At about 1:30 a.m. Wednesday, one man said in a message that officials wanted to move him and others to a tier that had housed inmates who tested positive for novel coronavirus. He believed that tier had not been cleaned. “Things just went from bad to worse,” he said. “Please pray.”
An inmate messaged on Wednesday afternoon that officers called for reinforcements when prisoners resisted appeals for them to move.
“I’m not moving back to a tier that hasn’t been sanitized,” he said. “Sorry but you’re not going to put me at risk when I do my part and stay away from people.”
Eighteen inmates involved in the disturbance were placed in segregation pending an internal investigation, DOC spokeswoman Susan Biller said.
Fear of the coronavirus continues to be a part of daily life in Washington and across the country. Washington’s number of positive COVID-19 cases has climbed to 9,608 as of Thursday afternoon, including 446 deaths.
Nationally, the issue of how to protect prison and jail staff and those incarcerated from a widespread outbreak is being debated.
Corrections officials in Washington have been reluctant to undertake more aggressive steps enacted at the county level and in other states to protect the incarcerated from being exposed to the virus.
North Dakota and Utah were among a handful of states that moved to identify inmates who might be eligible for release in order to reduce prison populations. Utah began freeing the first of at least 80 inmates this month who both had a place to live that was approved by officials and had already been scheduled for release within the next three months. North Dakota planned to release more than 50 prisoners.
In Washington, meanwhile, King County had worked to reduce its jail populations by more than 500 inmates since the area became the nation’s first epicenter for the coronavirus outbreak. Two key measures involved reducing the types of offenses that could land inmates in jail.
King County jails will not book people charged only with misdemeanors, unless their crimes involved assault, protection-order violations, DUIs or sex crimes.

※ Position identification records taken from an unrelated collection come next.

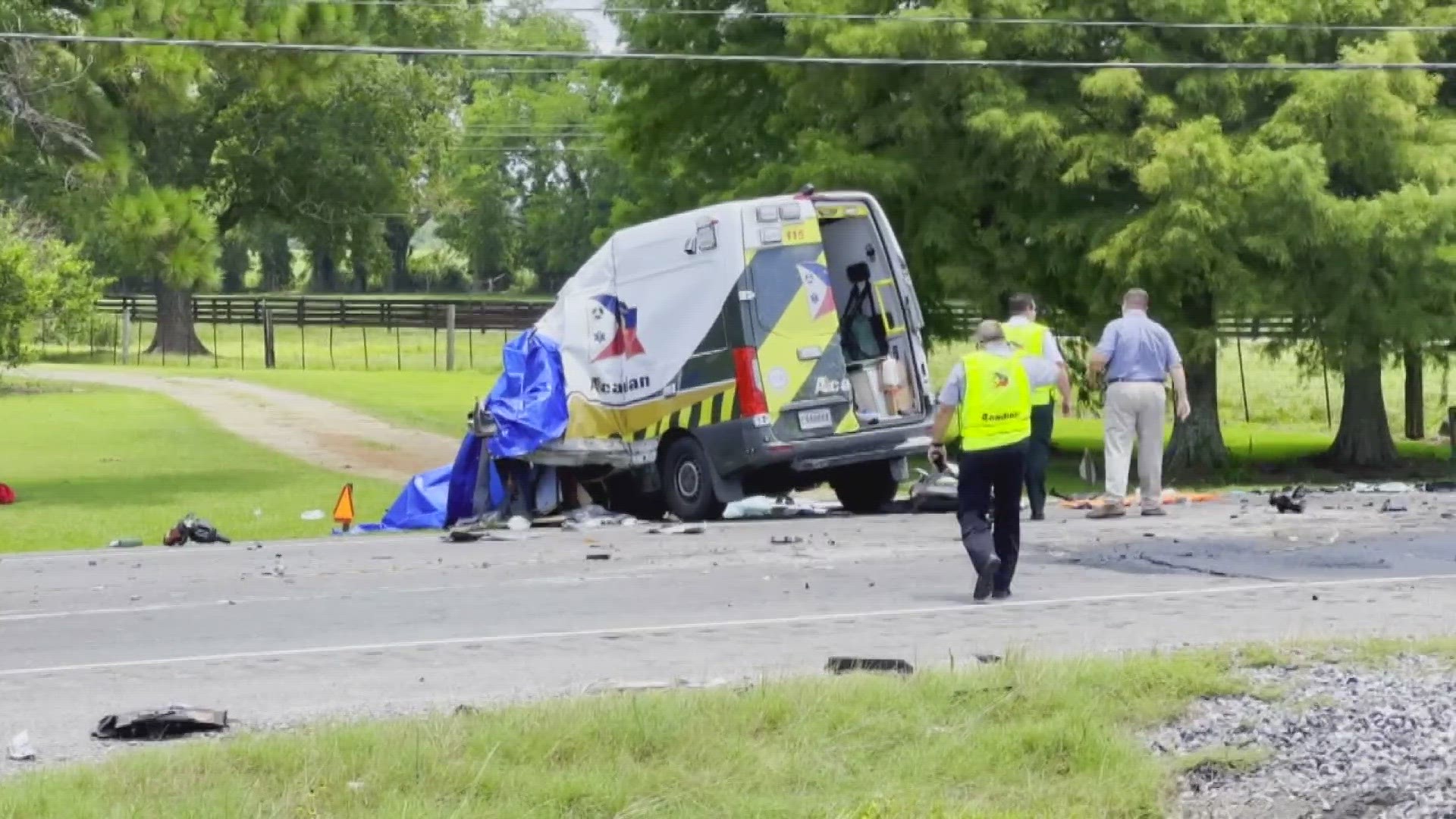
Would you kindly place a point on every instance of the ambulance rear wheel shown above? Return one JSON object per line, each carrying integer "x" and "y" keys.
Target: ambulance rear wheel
{"x": 688, "y": 482}
{"x": 865, "y": 488}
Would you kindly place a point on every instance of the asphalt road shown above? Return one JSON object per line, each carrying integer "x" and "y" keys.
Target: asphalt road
{"x": 386, "y": 626}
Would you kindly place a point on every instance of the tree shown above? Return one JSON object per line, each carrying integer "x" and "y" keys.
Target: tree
{"x": 1055, "y": 181}
{"x": 41, "y": 278}
{"x": 162, "y": 118}
{"x": 530, "y": 180}
{"x": 1375, "y": 276}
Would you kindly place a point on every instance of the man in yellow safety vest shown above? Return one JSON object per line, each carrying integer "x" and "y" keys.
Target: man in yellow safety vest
{"x": 987, "y": 398}
{"x": 1036, "y": 338}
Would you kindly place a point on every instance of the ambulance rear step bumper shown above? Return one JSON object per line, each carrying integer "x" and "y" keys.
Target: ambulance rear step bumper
{"x": 859, "y": 447}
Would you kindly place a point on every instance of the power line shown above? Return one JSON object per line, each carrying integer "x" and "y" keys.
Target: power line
{"x": 848, "y": 17}
{"x": 737, "y": 58}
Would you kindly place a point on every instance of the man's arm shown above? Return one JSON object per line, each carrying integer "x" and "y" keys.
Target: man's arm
{"x": 1103, "y": 353}
{"x": 1053, "y": 353}
{"x": 951, "y": 395}
{"x": 1174, "y": 360}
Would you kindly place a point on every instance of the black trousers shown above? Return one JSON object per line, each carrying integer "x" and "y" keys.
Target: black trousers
{"x": 1038, "y": 452}
{"x": 990, "y": 480}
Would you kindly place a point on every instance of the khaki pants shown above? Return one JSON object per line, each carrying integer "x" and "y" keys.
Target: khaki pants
{"x": 1134, "y": 410}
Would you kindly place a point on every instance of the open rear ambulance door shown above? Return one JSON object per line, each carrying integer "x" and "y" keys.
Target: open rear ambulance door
{"x": 795, "y": 321}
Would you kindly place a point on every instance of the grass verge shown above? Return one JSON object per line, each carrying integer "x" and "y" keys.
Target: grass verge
{"x": 92, "y": 465}
{"x": 1024, "y": 738}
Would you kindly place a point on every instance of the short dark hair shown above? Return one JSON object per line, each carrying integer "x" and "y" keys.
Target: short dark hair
{"x": 1019, "y": 303}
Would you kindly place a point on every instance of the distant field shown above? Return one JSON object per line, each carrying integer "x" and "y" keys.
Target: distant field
{"x": 92, "y": 465}
{"x": 406, "y": 384}
{"x": 1019, "y": 738}
{"x": 240, "y": 347}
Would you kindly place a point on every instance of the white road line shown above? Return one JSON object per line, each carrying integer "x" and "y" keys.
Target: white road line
{"x": 965, "y": 608}
{"x": 17, "y": 615}
{"x": 398, "y": 539}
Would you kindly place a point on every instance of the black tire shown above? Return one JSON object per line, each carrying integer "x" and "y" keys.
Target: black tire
{"x": 688, "y": 482}
{"x": 865, "y": 488}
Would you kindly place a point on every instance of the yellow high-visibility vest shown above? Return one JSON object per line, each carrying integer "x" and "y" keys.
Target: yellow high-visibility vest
{"x": 996, "y": 407}
{"x": 1030, "y": 338}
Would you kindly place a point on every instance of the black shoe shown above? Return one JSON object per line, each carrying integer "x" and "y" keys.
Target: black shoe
{"x": 986, "y": 579}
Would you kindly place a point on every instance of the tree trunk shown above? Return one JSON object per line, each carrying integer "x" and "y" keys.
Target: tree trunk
{"x": 397, "y": 238}
{"x": 235, "y": 265}
{"x": 1363, "y": 441}
{"x": 325, "y": 273}
{"x": 1197, "y": 444}
{"x": 1414, "y": 395}
{"x": 277, "y": 262}
{"x": 175, "y": 331}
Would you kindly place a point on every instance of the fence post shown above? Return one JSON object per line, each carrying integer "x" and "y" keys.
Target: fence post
{"x": 270, "y": 354}
{"x": 303, "y": 340}
{"x": 1324, "y": 372}
{"x": 449, "y": 338}
{"x": 1244, "y": 385}
{"x": 126, "y": 333}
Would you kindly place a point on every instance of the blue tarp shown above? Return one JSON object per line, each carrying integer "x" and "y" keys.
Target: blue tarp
{"x": 529, "y": 409}
{"x": 438, "y": 497}
{"x": 421, "y": 504}
{"x": 529, "y": 400}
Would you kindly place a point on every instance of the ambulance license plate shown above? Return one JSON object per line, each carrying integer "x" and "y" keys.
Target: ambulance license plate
{"x": 816, "y": 419}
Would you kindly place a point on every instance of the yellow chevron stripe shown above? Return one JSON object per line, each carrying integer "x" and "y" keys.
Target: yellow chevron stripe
{"x": 781, "y": 350}
{"x": 590, "y": 420}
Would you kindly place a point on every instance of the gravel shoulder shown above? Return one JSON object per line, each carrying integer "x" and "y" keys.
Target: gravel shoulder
{"x": 302, "y": 426}
{"x": 1337, "y": 739}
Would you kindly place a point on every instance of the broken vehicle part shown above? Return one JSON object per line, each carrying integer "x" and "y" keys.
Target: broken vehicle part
{"x": 162, "y": 723}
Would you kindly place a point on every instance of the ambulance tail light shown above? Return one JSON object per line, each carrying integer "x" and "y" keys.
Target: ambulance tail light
{"x": 752, "y": 403}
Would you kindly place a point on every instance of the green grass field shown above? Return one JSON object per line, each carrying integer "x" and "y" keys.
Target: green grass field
{"x": 92, "y": 465}
{"x": 1015, "y": 739}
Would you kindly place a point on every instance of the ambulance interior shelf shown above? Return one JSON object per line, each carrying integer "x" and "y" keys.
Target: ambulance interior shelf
{"x": 873, "y": 328}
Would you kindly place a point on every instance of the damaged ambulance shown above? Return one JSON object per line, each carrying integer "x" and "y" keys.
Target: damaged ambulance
{"x": 752, "y": 347}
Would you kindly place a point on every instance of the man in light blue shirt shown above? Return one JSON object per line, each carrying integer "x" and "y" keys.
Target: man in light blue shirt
{"x": 1138, "y": 356}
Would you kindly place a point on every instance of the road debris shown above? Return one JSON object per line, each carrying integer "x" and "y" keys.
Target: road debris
{"x": 20, "y": 748}
{"x": 938, "y": 491}
{"x": 679, "y": 529}
{"x": 194, "y": 529}
{"x": 595, "y": 516}
{"x": 845, "y": 665}
{"x": 1291, "y": 502}
{"x": 161, "y": 723}
{"x": 764, "y": 506}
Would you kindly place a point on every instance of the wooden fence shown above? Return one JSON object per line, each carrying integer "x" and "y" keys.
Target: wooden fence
{"x": 469, "y": 314}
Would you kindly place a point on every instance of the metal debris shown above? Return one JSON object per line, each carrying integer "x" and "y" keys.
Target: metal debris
{"x": 162, "y": 723}
{"x": 845, "y": 665}
{"x": 20, "y": 748}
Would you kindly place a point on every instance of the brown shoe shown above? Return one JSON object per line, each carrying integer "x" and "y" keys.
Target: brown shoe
{"x": 1109, "y": 509}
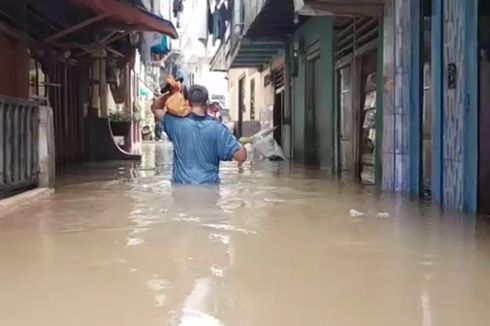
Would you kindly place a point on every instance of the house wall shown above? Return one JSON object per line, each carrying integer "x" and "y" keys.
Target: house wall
{"x": 316, "y": 30}
{"x": 264, "y": 95}
{"x": 454, "y": 121}
{"x": 14, "y": 65}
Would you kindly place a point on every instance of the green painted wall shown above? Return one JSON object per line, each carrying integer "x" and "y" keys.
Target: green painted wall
{"x": 316, "y": 30}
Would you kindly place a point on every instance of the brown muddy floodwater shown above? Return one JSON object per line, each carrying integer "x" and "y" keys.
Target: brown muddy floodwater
{"x": 272, "y": 246}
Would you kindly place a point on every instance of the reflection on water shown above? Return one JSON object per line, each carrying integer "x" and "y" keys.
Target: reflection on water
{"x": 273, "y": 245}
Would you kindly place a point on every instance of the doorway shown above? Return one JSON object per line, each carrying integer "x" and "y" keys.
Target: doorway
{"x": 344, "y": 122}
{"x": 241, "y": 105}
{"x": 367, "y": 128}
{"x": 484, "y": 119}
{"x": 313, "y": 84}
{"x": 427, "y": 107}
{"x": 278, "y": 109}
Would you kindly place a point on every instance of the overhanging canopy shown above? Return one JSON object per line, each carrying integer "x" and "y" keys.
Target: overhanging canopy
{"x": 132, "y": 16}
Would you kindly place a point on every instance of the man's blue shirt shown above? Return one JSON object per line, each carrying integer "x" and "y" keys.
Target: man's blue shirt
{"x": 200, "y": 143}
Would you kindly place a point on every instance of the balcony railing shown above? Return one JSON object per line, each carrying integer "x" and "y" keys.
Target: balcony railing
{"x": 252, "y": 9}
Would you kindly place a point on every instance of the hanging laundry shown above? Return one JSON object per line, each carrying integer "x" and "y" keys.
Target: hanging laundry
{"x": 210, "y": 21}
{"x": 178, "y": 7}
{"x": 161, "y": 48}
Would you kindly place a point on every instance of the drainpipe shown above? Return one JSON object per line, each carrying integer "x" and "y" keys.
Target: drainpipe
{"x": 103, "y": 88}
{"x": 238, "y": 17}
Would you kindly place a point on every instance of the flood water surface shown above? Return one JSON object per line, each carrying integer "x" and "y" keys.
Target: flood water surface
{"x": 118, "y": 245}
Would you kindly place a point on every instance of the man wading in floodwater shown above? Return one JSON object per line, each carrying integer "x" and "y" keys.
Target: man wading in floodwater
{"x": 200, "y": 142}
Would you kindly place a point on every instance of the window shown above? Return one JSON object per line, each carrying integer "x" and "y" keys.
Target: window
{"x": 252, "y": 99}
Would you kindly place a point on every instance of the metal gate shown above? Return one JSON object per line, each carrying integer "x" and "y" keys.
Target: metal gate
{"x": 19, "y": 139}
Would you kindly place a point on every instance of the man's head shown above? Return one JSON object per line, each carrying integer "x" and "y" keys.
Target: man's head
{"x": 198, "y": 96}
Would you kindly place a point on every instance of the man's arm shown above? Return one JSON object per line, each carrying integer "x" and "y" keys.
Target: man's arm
{"x": 228, "y": 146}
{"x": 158, "y": 108}
{"x": 240, "y": 155}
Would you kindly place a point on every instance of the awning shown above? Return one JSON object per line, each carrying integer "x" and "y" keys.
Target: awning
{"x": 132, "y": 16}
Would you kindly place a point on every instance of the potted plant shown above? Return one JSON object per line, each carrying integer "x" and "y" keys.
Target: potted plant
{"x": 120, "y": 123}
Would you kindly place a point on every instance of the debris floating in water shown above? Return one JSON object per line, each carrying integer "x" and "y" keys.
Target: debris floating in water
{"x": 355, "y": 213}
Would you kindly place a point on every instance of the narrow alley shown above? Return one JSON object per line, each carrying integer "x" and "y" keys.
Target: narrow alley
{"x": 117, "y": 245}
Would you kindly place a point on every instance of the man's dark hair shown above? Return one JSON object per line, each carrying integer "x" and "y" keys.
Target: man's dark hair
{"x": 198, "y": 95}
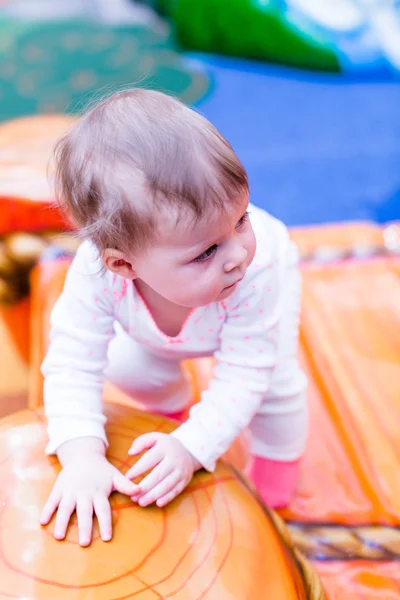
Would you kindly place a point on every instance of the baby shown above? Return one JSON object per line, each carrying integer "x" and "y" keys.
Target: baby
{"x": 175, "y": 264}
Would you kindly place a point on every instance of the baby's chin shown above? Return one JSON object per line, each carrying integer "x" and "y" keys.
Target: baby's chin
{"x": 227, "y": 292}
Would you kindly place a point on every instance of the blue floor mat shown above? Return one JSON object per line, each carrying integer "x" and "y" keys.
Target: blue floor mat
{"x": 318, "y": 148}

In court documents responding to the Columbia Legal Services lawsuit, Washington corrections officials have cited a variety of factors in resisting calls for releasing inmates, including that state law requires them to provide at least 30 days’ advance notice to victims whose assailants are being released.
Susan Leavell, senior administrator of the DOC’s Reentry Division, said early release of inmates during the pandemic and financial crisis could also be detrimental to inmates as they transition back into society. They would face limited employment options, as well as less access to mental-health services and drug treatment than usual, she said in a court filing.
“These releases would jeopardize public safety and the well-being of the individuals who would be released,” she said.
In another court filing, DOC officials calculated that accepting the Columbia Legal Services lawsuit demands in their entirety would result in the release of more than 11,700 of the state’s 19,000 people in state custody, including 5,272 serving time for murder, manslaughter, rape, child molestation or assault.